After that dramatic opening, Elghanayan -- who spells her last name slightly differently from the way her grandfather's name has been transliterated -- settles in and recounts her grandfather's story more like an objective reporter than a beloved family member.
She peppers her text with footnotes and obviously did her research. For readers coming to the story cold, it can be hard to follow. So many foreign names and relationships to track.

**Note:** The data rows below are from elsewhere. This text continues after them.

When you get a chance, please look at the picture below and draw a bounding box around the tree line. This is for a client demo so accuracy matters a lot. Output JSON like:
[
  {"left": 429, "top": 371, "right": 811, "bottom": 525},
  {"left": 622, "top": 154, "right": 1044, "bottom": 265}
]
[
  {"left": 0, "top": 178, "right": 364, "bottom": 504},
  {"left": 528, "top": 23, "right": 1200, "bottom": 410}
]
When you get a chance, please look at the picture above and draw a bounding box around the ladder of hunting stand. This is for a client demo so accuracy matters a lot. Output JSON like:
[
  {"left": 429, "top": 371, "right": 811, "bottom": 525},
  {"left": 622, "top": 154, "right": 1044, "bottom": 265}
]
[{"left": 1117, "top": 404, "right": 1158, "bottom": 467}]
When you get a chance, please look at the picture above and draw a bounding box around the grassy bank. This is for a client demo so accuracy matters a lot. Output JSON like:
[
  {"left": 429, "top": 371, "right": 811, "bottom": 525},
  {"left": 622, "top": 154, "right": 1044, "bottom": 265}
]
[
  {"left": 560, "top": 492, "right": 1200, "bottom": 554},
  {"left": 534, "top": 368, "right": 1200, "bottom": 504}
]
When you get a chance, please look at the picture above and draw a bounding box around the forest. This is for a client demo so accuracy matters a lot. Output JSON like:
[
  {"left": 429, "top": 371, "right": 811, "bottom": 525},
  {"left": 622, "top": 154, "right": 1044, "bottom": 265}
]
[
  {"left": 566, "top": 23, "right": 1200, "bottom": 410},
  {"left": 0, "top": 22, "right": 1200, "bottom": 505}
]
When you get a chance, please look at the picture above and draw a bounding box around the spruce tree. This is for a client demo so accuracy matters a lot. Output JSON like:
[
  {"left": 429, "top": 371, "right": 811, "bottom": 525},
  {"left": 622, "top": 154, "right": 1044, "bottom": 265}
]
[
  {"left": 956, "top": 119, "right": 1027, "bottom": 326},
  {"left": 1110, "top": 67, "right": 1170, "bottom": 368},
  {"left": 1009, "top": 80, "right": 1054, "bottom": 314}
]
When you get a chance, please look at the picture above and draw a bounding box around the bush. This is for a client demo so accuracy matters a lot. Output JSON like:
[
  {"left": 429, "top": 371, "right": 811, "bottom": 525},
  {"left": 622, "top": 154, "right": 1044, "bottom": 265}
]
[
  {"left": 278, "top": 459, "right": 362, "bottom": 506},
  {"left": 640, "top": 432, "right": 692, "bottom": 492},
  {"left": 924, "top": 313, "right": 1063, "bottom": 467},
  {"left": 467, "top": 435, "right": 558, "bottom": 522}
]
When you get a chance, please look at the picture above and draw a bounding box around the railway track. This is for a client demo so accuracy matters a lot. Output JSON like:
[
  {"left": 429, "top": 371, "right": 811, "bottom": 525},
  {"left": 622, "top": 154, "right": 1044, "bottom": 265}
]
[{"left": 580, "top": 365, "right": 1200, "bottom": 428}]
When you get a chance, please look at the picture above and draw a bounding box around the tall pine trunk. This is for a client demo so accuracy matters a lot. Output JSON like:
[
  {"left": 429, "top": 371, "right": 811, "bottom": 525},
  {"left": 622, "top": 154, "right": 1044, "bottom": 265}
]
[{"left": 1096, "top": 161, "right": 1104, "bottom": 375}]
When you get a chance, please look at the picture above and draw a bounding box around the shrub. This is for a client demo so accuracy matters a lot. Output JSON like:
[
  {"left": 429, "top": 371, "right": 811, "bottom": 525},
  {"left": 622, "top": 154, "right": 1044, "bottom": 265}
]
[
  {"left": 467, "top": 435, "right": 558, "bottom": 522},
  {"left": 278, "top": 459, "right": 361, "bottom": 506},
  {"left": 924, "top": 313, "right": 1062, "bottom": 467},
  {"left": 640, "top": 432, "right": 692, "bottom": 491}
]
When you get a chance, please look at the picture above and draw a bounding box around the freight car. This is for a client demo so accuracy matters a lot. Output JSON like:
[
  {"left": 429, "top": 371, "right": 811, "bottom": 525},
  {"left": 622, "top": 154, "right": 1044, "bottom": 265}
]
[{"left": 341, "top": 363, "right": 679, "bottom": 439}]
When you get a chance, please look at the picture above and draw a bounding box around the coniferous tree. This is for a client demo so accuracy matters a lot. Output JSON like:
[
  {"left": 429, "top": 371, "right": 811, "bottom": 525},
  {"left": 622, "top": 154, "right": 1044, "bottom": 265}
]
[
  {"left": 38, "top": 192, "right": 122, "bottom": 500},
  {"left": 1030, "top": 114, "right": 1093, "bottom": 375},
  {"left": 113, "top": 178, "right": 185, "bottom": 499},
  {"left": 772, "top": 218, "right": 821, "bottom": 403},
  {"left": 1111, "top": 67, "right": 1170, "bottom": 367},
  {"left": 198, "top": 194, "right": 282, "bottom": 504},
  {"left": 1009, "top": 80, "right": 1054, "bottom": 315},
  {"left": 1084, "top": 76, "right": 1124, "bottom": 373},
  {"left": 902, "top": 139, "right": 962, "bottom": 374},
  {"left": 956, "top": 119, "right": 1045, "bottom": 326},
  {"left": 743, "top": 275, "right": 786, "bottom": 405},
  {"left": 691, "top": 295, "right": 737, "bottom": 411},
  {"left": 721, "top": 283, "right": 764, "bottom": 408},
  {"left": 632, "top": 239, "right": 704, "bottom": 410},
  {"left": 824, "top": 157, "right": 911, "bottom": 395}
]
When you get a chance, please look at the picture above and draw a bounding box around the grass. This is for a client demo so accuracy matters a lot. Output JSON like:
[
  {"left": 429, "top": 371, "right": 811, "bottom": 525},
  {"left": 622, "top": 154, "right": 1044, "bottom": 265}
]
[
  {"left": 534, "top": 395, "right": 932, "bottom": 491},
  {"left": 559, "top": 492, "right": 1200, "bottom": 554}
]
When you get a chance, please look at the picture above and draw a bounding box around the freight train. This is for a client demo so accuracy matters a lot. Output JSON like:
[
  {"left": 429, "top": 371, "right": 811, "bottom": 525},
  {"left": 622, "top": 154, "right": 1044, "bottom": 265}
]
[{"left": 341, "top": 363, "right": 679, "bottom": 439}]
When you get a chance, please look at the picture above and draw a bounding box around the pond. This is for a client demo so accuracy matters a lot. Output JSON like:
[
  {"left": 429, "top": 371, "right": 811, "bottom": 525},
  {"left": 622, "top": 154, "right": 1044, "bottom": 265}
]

But those specifics won't matter except to historians who now have a new firsthand source to consult.
The most readable parts of the book are in the first person as Elghanayan remembers her childhood in Tehran. (Her father moved the family to New York in 1977 about two years before Ayatollah Khomeini and his Islamic revolutionaries toppled the Shah.) Here she is remembering the large family home her father left behind: "In a large cage, we kept dozens of pigeons, and I worried about the one with brown and white feathers who stood apart from the gray ones. Being different, I thought, put him in some sort of danger."
But Elghanayan avoids inserting herself too much into the narrative, choosing to focus on her grandfather's story. And what a story. He was Iran's version of a Rockefeller or Carnegie -- a self-made millionaire who saw business opportunities everywhere after World War II as Iran moved quickly to modernize its economy. He and his six brothers built an empire that among other things introduces plastic to Iran. The boom years last for decades. In 1973-1974, the country's gross national product rises 30%, and it's easy to see why Habib Elghanian loved his country so much.
But it's that love of country that blinds him to the dangers he faced in Iran as a prominent Jewish businessman during the ayatollah's rise to power. Elghanayan struggles to understand why her grandfather didn't leave Iran when he could, before the Revolutionary Guard began tracking and killing prominent Jews. Was it national pride? Stubbornness? "I haven't done anything wrong," Habib tells four of his family members during a visit to New York about six months before his execution. "I built buildings, I built factories ... I haven't done anything bad to Iran that anyone would want to get me for anything."
The hindsight of history, of course, makes his actions seem tragic in the extreme, but writing this book has obviously brought his granddaughter a sense of peace. "As I have delved into our former homeland's record of injustices, to us and so many others, I've stopped yearning for this faraway land where I'd never have the opportunity to flourish because of my religion or my gender. That kind of yearning is nothing more than toxic romanticism."
In sharing her grandfather's remarkable story with the world, Elghanayan manages to avoid such romanticism, telling a very personal story that also contributes to the historical record.